At De-RISK, we have worked on many IT transformations/migrations of a similar size and scale. Programmes of this complexity will normally fail for two primary reasons.

CEOs, senior management and major business shareholders are unaware of, or unwilling to grasp, the complexity and cost of a migration this size.
Staff members and employees directly responsible for the delivery or the project are collectively aware of the risks involved, but are either unwilling or unable to communicate/escalate these effectively to senior management.

Essentially the inability to communicate the strategic assumptions that are being made, and expose their risk, is THE reason for failure

The collective failure of TSB managers and key stakeholders in the project to fully analyse the inherent risk of their assumptions is continuing to have a disastrous effect on the company’s public image. At the time of writing, TSB customers are still experiencing problems accessing and utilising digital services and Paul Pester is facing calls for his resignation following a second grilling from MPs last week.

Some commentators have argued that the traditional high street banks are too reluctant to face the problem of outdated IT systems head-on, as the task of upgrading IT and digital banking services for the 21st century is perceived as too complex a task.

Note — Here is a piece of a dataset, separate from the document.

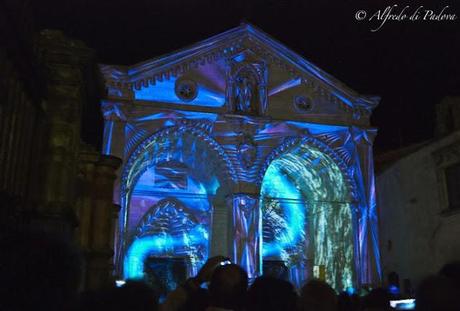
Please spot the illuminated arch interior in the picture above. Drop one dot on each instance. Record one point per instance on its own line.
(307, 218)
(175, 165)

Sufficed to say, in a world where customers are demanding an increasingly individual, bespoke digital banking experience, banks which don’t innovate will be left behind by newer fintech and rising challenger brands. But innovation requires effective risk management.

The necessity of innovating banks’ IT platforms means that CEOs cannot afford to merely pay lip service to the idea of risk management. Operational resilience can only be secured if banks are willing to foster a culture where the communication of potential risk is encouraged, normalised and positive.